Le silence de la page
LE SILENCE DE LA PAGE
L’arbre abattu
le silence a changé
côté ruelle
Les chants des oiseaux se font plus lointains. Signes de printemps, pourtant, de l’autre côté du monde : la jonquille première, la violette en misouk, les colverts de la Mare de Plouy au seuil de leur île-cabane.
Au travers des feuilles
en kit dans l’avocatier
le chat se faufile
L’incertitude des nuages s’ajoute à la nôtre, l’apaise, comme le chant de l’oiseau rend le silence de la page moins pesant. Nous avons dilué notre angoisse — Covid encore — dans un lac de sérénité. Au sein de l’eau tranquille, il fait long feu, notre remous d’inquiétude.
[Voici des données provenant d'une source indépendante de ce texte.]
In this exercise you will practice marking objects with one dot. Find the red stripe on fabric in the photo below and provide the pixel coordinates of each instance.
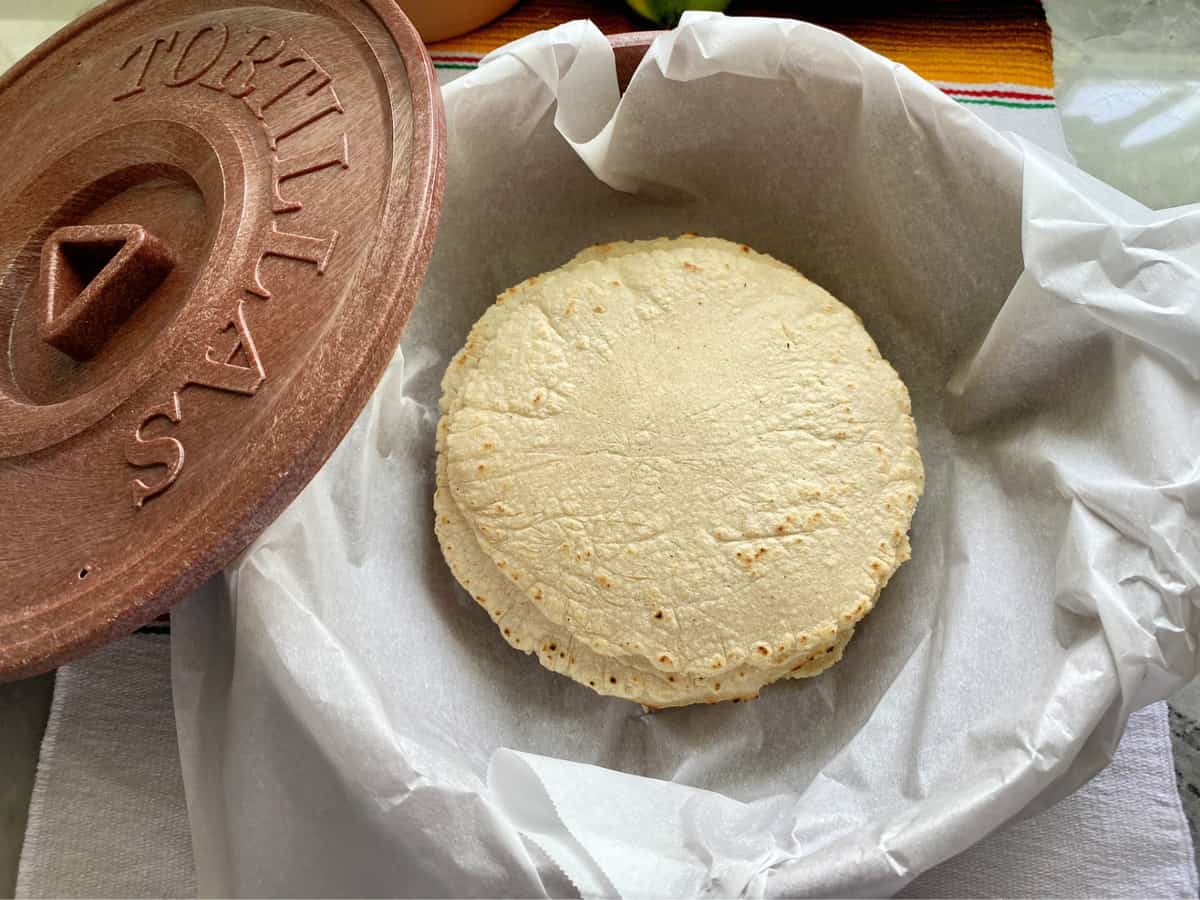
(1006, 95)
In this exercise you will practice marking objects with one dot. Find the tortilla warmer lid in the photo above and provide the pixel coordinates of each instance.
(215, 216)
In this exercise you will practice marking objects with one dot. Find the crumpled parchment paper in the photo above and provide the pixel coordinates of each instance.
(352, 724)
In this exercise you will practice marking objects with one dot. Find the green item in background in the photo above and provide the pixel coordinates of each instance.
(667, 12)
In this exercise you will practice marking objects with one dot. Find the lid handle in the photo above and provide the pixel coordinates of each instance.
(93, 277)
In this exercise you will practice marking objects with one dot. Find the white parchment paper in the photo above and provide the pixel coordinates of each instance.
(349, 721)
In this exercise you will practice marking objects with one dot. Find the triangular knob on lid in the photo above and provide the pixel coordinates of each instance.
(215, 219)
(93, 280)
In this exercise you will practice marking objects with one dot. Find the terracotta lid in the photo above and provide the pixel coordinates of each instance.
(214, 220)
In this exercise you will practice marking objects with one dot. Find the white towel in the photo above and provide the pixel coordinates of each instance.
(109, 819)
(108, 816)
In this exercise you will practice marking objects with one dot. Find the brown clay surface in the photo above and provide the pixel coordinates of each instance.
(214, 220)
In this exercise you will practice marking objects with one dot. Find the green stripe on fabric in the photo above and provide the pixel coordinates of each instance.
(1012, 103)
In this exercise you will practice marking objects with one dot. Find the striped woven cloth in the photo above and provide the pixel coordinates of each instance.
(989, 52)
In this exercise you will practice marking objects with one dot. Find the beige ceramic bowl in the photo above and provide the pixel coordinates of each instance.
(439, 19)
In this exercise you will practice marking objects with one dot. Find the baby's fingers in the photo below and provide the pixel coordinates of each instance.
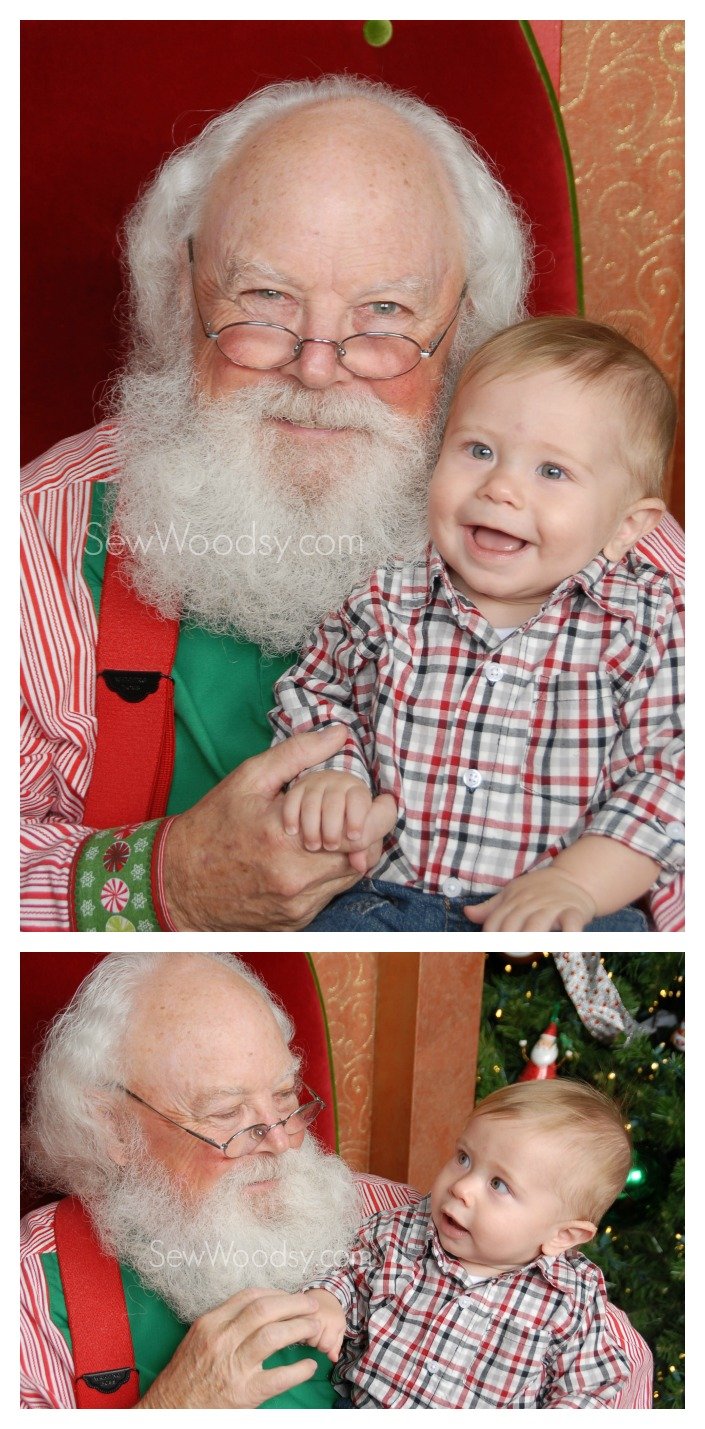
(358, 805)
(292, 808)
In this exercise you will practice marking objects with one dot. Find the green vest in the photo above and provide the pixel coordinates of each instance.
(156, 1333)
(222, 688)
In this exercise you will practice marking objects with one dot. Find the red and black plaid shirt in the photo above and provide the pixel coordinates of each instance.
(424, 1332)
(501, 749)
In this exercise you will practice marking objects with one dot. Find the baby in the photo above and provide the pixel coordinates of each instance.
(475, 1298)
(516, 693)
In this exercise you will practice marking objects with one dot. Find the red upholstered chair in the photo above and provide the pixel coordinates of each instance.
(106, 100)
(47, 981)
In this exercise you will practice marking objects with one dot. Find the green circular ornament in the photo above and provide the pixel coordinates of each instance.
(378, 32)
(639, 1179)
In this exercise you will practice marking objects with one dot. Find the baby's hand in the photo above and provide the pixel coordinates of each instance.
(331, 1318)
(326, 808)
(539, 902)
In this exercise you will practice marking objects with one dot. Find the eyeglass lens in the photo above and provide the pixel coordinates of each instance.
(365, 355)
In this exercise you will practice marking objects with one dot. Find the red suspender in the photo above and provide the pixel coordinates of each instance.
(103, 1356)
(135, 749)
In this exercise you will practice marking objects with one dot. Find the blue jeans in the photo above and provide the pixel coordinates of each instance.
(375, 906)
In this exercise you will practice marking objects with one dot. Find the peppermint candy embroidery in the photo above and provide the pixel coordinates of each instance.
(116, 856)
(115, 895)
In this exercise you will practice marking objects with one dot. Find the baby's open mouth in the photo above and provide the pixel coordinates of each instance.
(451, 1223)
(492, 540)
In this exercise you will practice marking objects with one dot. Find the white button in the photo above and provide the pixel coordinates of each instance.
(472, 778)
(494, 673)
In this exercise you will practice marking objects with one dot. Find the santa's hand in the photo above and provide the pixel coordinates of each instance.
(539, 902)
(219, 1363)
(228, 862)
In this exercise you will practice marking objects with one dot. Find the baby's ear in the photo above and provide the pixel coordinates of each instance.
(565, 1238)
(637, 522)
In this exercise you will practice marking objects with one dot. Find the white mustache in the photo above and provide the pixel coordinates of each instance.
(333, 407)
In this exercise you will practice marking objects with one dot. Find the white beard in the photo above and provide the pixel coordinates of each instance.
(196, 1255)
(222, 510)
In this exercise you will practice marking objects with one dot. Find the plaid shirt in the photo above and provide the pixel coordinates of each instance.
(422, 1332)
(501, 749)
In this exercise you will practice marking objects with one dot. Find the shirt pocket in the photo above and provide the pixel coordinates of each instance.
(572, 729)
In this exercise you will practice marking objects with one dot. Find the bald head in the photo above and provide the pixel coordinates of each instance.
(339, 169)
(376, 140)
(195, 1021)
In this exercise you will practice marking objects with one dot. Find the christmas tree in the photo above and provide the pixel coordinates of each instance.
(639, 1243)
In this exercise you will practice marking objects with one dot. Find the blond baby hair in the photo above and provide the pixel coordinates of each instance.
(595, 1145)
(592, 353)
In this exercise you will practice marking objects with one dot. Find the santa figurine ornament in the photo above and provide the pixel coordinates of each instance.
(542, 1062)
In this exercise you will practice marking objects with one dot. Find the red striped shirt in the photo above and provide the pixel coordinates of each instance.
(59, 665)
(46, 1366)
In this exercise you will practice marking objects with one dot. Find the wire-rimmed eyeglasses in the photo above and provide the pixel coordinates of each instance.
(268, 346)
(293, 1123)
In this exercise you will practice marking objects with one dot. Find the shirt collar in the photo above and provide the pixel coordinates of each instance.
(608, 583)
(605, 582)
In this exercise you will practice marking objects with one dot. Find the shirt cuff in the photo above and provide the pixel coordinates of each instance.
(116, 880)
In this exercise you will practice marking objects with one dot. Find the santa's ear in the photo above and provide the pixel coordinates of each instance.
(567, 1236)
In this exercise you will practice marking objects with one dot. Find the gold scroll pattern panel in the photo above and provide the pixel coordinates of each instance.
(622, 106)
(349, 986)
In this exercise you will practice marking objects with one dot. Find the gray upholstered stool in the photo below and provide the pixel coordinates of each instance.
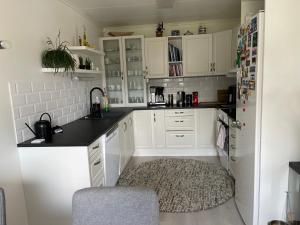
(2, 208)
(115, 206)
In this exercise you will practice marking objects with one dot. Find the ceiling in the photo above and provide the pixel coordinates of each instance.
(134, 12)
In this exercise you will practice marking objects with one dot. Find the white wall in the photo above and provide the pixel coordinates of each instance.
(26, 24)
(250, 8)
(149, 29)
(281, 110)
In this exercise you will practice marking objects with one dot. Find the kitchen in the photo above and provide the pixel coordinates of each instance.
(67, 100)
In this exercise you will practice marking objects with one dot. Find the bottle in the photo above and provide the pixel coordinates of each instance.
(80, 41)
(84, 37)
(105, 104)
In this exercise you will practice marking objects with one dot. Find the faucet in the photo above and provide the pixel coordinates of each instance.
(95, 109)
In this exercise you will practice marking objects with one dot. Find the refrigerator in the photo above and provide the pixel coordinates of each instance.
(248, 118)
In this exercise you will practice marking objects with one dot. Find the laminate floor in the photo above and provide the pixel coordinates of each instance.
(225, 214)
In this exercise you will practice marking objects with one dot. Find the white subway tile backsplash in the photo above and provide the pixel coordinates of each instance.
(65, 100)
(32, 98)
(61, 103)
(51, 105)
(40, 107)
(26, 110)
(45, 96)
(18, 100)
(55, 95)
(49, 86)
(23, 87)
(38, 86)
(16, 113)
(20, 123)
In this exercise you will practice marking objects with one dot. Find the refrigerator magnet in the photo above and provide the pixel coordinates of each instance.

Parfois aussi, au crépuscule, le feuillage sombre de l’arbre à pain se transforme en vitrail, retenant les photons émis par la lune ou par un réverbère.
Il y a tant de façons de contourner les obstacles. Passer par-dessus — qu’il est facile de jouer à passe-nues, passe-brume ou de s’y engouffrer —, se laisser ballotter au vent, à l’eau qui bouillonne autour d’un rocher, même s’il s’agit d’un bèlbèl kap…
Ou alors, changer de guide, changer d’étoile, choisir un horizon plus vaste, une bulle intimiste de souvenirs qui s’irisent. Prendre la tangente d’une lune trop parfaitement ronde, aller vers l’extérieur, vers l’ailleurs.
Jardin public
bancs en enfilade sous la neige
sans un pas autour
découvrir matin que vivent
autres saisons autres lieux
Écrire un tanka qui ne me concerne que par la symbolique de l’image.
Voyager. Ouvrir un livre. J’en ai toute une pile de ceux qui attendent l’heure de la rencontre… ou de la fuite lorsque notre imaginaire-soleil se rend compte qu’il a pris rendez-vous avec la lune.